2ch to 1ch... Stereo to Mono issues.


Once a long time ago I visited one of friends who had Genesis 5 speakers and Sonic Frontiers Power3 amps. One of his amps broke down and was sent for service to Canada. He was feeding his mono-amp from both channels through Y-connector. It seemed that 160W/side wasn't enough to drive even speaker with active(400W?)bass driven system and I'm sure it wasn't his best day even if he wished to demo his speakers. He wondered why from one (only right or left) channel the music comes louder than from both if brought onto one speaker and from two channels might even clip but not fill the room with enough sound.

I recently was running out of two channels preamp out through y-connector to the mono amplifier(certainly I'd prefere a complete music rather than listening from each channel separately). I was facing absolutely the same problem or maybe fact and wondered why I don't have enough gain or enough power and listened almost to the end of preamp's volume controll... Than I tried to feed my mono amp only from one channel right or left and had to turn the volume significantly lower than previousely. Than I played mono record feeding a mono amp from both preamp channels with no compromise to the gain.

I guess that out of phase signal cancellation takes a vast place in transfer of both channels onto one.

QUESTIONS:

What is the best way to bring stereo signal onto mono? Are there more reasons why the signal decreased becides the one I guessed?

Please note that in both cases amps and preamps were unbalanced. Preamps were dual-mono with separate ground for each channel but with one power supply for both.
128x128marakanetz
My SF Line3 has a mono switch which maintains 6dB of channel separation to minimize phase cancellation and puts the mono(!) output on both channels. Works well.
Don't tell me you wanna sell me your line3... ain't no budget for now for this "mono solution" even used!:-)
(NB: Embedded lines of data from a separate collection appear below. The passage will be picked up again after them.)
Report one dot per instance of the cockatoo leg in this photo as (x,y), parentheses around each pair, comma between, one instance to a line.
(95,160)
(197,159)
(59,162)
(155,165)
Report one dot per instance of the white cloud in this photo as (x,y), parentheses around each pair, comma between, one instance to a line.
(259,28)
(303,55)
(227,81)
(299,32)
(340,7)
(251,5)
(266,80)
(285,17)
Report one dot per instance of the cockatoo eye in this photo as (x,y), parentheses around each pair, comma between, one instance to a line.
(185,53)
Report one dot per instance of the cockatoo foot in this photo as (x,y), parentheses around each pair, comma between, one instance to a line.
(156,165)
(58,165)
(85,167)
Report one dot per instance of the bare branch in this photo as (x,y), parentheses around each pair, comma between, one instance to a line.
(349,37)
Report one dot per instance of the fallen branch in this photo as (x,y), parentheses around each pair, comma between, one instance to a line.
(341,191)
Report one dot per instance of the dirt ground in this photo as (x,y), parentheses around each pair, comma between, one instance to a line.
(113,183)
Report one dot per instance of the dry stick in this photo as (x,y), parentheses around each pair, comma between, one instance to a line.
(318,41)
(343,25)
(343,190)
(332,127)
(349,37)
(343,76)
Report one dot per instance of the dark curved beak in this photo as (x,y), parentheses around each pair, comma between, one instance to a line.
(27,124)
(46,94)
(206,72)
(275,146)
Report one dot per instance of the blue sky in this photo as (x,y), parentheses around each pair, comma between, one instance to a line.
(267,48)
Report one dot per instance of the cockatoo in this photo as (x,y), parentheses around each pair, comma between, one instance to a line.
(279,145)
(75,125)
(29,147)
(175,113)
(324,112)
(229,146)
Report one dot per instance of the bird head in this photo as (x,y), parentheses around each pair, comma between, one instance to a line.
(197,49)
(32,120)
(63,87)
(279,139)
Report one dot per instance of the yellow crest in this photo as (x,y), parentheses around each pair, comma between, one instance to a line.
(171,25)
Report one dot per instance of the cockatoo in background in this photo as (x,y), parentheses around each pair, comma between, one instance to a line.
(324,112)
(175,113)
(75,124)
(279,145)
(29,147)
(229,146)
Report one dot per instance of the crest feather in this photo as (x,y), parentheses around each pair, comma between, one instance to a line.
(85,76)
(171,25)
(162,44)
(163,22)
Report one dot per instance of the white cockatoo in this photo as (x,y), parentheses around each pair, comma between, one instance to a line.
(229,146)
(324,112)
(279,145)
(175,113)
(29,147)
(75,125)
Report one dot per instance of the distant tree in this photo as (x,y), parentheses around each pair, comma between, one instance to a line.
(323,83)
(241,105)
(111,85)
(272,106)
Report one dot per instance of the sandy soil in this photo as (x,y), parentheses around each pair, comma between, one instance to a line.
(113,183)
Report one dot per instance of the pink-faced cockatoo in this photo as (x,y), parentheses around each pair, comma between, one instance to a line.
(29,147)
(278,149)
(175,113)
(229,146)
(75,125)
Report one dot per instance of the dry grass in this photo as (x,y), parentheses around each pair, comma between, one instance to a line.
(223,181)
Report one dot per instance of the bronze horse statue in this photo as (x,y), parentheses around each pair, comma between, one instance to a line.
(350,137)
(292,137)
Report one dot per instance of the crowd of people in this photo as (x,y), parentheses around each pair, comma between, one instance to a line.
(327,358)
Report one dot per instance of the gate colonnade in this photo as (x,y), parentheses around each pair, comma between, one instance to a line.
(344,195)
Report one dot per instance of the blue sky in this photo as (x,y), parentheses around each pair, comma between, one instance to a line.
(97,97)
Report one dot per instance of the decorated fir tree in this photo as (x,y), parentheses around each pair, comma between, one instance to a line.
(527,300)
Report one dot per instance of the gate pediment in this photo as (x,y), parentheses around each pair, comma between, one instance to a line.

Assume you've got a hell of a rig that you never introduced except SF-3 components here!

Best of luck

mara.
One way to do this is to use a "passive resistive network". Normally used after the power amp (not after the pre) -- in other words, put both stereo channels from your amp into one of these, then feed the speaker from that. The guys who setup expensive "whole house" systems sell these, under $100 (I realize that's not zero, though). This is not a transformer, it's a passive device.